The jury awarded Gastard $927,000 in lost earnings Thursday after a three-day trial. Youman said his client had hoped for a larger amount. An economist had testified that the high end of what she could have earned topped $1.8 million.

“She is satisfied,” Youman said. “A larger verdict would made her pleased, but she was satisfied with the jury’s verdict.”

An attorney for the hospital, Anne Cairns of the Philadelphia firm of Eckert Seamans, could not be reached for comment.

Gastard, 44, studied at the Pierre and Marie Curie Institute in Paris, at the University of California at San Francisco and at Johns Hopkins University, receiving her doctorate in neurobiology. She had trained to do research into the causes of Alzheimer’s but had taken a job as a product specialist at Leica Microsystems while the economy suffered and so she could be near her fiancé while awaiting U.S. citizenship.

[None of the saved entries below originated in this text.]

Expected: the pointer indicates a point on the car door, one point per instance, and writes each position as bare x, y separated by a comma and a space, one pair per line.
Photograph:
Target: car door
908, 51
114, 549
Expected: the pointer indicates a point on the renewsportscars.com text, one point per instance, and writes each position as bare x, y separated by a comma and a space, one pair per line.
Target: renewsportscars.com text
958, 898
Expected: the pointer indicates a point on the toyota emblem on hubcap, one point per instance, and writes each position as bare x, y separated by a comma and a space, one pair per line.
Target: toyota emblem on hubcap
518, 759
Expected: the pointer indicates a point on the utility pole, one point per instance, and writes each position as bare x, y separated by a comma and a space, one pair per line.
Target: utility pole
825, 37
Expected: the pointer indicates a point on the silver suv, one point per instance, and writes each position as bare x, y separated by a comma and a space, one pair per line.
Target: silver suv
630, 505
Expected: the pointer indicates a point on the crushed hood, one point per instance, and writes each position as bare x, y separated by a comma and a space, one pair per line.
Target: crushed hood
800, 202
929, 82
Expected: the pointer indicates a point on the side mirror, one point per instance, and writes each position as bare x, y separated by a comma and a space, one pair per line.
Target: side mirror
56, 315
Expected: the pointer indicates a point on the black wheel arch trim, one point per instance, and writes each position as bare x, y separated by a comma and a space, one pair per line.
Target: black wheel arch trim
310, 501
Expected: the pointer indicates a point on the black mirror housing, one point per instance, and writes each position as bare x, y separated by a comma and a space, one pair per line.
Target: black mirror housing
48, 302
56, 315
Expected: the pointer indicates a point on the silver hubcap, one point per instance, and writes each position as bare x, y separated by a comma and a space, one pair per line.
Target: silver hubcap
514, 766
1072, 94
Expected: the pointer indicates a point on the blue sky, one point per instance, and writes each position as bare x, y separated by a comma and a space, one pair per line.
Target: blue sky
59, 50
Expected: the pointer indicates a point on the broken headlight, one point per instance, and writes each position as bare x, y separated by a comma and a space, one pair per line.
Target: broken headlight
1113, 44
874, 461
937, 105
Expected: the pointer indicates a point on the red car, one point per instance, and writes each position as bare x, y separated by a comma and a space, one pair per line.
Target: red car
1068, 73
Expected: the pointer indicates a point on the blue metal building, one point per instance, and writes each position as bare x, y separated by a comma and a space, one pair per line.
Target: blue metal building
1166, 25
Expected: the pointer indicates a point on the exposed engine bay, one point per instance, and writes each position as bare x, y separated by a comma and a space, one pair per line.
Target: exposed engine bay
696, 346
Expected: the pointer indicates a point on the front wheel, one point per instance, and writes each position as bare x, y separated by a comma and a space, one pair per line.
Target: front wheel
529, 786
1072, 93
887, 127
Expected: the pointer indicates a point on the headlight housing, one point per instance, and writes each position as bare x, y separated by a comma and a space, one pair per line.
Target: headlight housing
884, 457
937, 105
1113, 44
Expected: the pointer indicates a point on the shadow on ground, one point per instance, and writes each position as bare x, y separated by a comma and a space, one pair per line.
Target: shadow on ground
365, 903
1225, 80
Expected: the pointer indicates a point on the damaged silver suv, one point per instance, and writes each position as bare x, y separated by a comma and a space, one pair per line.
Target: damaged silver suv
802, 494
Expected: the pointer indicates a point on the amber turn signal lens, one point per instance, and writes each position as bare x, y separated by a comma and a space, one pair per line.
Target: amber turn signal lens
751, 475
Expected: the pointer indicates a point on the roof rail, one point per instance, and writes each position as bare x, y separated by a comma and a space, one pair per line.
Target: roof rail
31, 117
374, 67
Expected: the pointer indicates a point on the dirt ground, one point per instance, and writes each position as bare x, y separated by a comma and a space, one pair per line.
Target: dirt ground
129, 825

She arrived at the emergency room of Paoli Hospital the evening of Jan. 19, 2008, complaining of pain in her right side. Because of an earlier kidney infection, a series of tests were ordered and a nurse, Lori Crowley Tobelman, prepared a catheter to insert in a vein in her right arm to administer medications, according to court documents.

As soon as the catheter was inserted, however, Gastard experienced sharp pain and asked that the catheter be removed. It was left in, however, for more than 24 hours after a doctor told Gastard that she was fine.

When she was discharged, however, she had lost some feeling in her right hand. Eventually, she underwent surgery to repair nerve damage but was left with numbness in her right thumb and forefinger, decreased movement of her right thumb and loss of hand strength.

She filed suit in November 2009, claiming negligence and asking for damages because of loss of future earnings.

According to Youman, the hospital’s attorneys argued Gastard had not lost any earnings because she was still employed at Leica, where she accompanies sales representatives for scientific microscope products as a specialist and earns $60,000 a year.